In short, if I had to use Emacs to do my work, I think I'd find another job.
I mean I really admire the folks who made it, but Emacs itself is a **dog**
(yes, I know some people love it -- there's no accounting for taste).
I don't like remembering things about editors -- I have more important things
to use those grey cells for, and the fact is, I type fast enough that I
really don't care about fancy commands. If I want indenting, I just use the
darn tab key or spacebar. If I want to indent a block, I use vim's sed-like
commands. Want to select a block of text? Use the mouse! I spend more time
thinking about and testing code than typing it, so what does it matter? It
would take me longer to remember the "right" way than it does to just make
the changes I want, and this way my head's not cluttered up thinking about
the editor.
I've edited quite a bit of code with really dumb editors, including the
built-in text widget in Netscape (for Zope) and Windows' NotePad. I think any
language that requires me to learn and limit myself to a specific editor, is
a major pain. And all that knowledge will go to waste anyway, if I have to
switch to another editor for environment reasons. So it's better to just
learn what the output is supposed to look like, and not lean so much on the
editor. (The only exception is syntax coloring -- a wonderful invention!).

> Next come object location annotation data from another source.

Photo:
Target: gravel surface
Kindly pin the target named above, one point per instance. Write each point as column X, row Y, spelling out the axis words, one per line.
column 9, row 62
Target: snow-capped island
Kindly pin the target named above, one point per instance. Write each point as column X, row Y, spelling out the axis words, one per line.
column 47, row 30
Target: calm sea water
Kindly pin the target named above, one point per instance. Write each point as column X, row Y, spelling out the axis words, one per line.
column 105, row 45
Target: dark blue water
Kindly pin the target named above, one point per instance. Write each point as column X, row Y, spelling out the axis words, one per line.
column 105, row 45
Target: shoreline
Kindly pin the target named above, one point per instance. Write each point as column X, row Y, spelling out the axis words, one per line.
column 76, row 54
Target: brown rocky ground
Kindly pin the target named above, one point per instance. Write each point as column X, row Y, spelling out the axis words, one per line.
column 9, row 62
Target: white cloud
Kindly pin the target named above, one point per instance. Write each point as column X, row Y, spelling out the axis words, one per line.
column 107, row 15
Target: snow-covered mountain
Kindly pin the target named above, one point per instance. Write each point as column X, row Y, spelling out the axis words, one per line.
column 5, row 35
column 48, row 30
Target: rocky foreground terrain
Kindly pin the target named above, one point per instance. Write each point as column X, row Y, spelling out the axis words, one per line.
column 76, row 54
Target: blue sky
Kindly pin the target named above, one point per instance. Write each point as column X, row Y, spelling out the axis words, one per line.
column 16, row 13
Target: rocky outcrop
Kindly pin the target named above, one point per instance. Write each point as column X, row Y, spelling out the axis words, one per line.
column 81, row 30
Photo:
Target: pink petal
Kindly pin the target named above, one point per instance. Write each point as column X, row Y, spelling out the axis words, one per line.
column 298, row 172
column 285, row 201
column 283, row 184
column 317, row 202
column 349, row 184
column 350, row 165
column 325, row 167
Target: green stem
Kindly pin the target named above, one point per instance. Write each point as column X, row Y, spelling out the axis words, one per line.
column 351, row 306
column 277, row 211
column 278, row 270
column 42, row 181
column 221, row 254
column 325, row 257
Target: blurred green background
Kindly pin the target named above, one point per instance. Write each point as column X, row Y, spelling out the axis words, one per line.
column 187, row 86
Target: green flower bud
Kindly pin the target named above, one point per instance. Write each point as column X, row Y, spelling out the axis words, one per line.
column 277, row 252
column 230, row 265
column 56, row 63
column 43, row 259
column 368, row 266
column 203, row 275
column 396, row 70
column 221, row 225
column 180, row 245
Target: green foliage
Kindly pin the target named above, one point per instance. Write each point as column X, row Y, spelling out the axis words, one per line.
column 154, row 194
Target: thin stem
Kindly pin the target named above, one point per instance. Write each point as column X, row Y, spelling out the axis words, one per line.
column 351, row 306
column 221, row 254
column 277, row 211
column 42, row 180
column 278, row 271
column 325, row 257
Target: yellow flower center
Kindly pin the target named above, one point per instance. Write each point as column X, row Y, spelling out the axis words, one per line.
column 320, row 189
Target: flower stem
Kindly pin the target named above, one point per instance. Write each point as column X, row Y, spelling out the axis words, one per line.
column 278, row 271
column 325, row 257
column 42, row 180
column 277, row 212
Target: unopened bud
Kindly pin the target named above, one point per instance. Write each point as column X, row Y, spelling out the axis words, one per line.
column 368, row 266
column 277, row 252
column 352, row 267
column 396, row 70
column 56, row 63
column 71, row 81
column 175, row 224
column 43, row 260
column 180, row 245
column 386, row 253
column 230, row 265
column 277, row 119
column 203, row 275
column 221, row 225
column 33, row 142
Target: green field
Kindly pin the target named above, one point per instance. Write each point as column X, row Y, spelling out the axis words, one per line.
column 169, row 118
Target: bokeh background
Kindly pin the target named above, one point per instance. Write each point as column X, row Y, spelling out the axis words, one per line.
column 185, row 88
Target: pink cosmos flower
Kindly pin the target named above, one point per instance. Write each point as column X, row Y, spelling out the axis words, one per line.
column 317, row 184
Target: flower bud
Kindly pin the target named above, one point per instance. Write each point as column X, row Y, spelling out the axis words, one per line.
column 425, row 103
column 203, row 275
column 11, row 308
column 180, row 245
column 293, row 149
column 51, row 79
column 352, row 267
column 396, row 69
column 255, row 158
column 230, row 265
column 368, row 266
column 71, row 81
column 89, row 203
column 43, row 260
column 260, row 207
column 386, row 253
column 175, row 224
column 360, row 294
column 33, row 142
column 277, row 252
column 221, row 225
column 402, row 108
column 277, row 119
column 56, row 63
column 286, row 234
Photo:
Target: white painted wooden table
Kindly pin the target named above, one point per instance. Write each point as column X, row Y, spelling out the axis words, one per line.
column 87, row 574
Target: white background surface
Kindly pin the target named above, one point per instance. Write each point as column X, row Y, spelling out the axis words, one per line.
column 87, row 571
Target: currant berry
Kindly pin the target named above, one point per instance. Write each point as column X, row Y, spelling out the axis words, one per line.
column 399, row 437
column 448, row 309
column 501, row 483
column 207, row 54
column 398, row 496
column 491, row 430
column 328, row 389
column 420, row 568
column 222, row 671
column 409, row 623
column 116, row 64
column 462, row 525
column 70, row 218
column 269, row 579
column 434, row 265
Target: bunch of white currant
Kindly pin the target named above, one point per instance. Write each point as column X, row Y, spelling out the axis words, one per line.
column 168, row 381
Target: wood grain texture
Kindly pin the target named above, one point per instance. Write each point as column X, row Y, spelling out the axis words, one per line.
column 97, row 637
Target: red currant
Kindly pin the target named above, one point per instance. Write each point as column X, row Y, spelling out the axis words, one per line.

My usual IDE is X-windows or KDE -- I just open a terminal window or two and
two or three sessions of gvim and lay them out as I see fit. Cycling is maybe
slightly longer this way, but at least I know it's starting normally. Also,
when I'm testing web application code, I do it in-place on a development
server, and that's slow to begin with (you have to restart a lot, and it
takes a certain unavoidable amount of time).
I know there are short cuts to avoid some of this start up time, but AFAIK,
every one of them introduces some extra limitation or hidden failure mode,
and that increases the number of variables in the test. I've been burnt alot
by using "testbeds" that turned out not to match the real world very well,
and so I have strong inclination to test in-place. I've even developed a
whole web application (in a supposedly cross-platform environment) on one
Linux development server, only to find that it broke completely when run on
FreeBSD. So much for cross-platform. Now I only trust it after it has run
correctly on BOTH servers.
There are of course, people, who use IDLE or Emacs to edit Python, and who
seem to be very happy with their respective choices. I suspect if you are
used to Emacs, you will want to just get a Python mode for it.
Cheers,
Terry
--
Terry Hancock ( hancock at anansispaceworks.com )
Anansi Spaceworks http://www.anansispaceworks.com
"Python takes the pain out of programming ...
... and Zope puts it back again."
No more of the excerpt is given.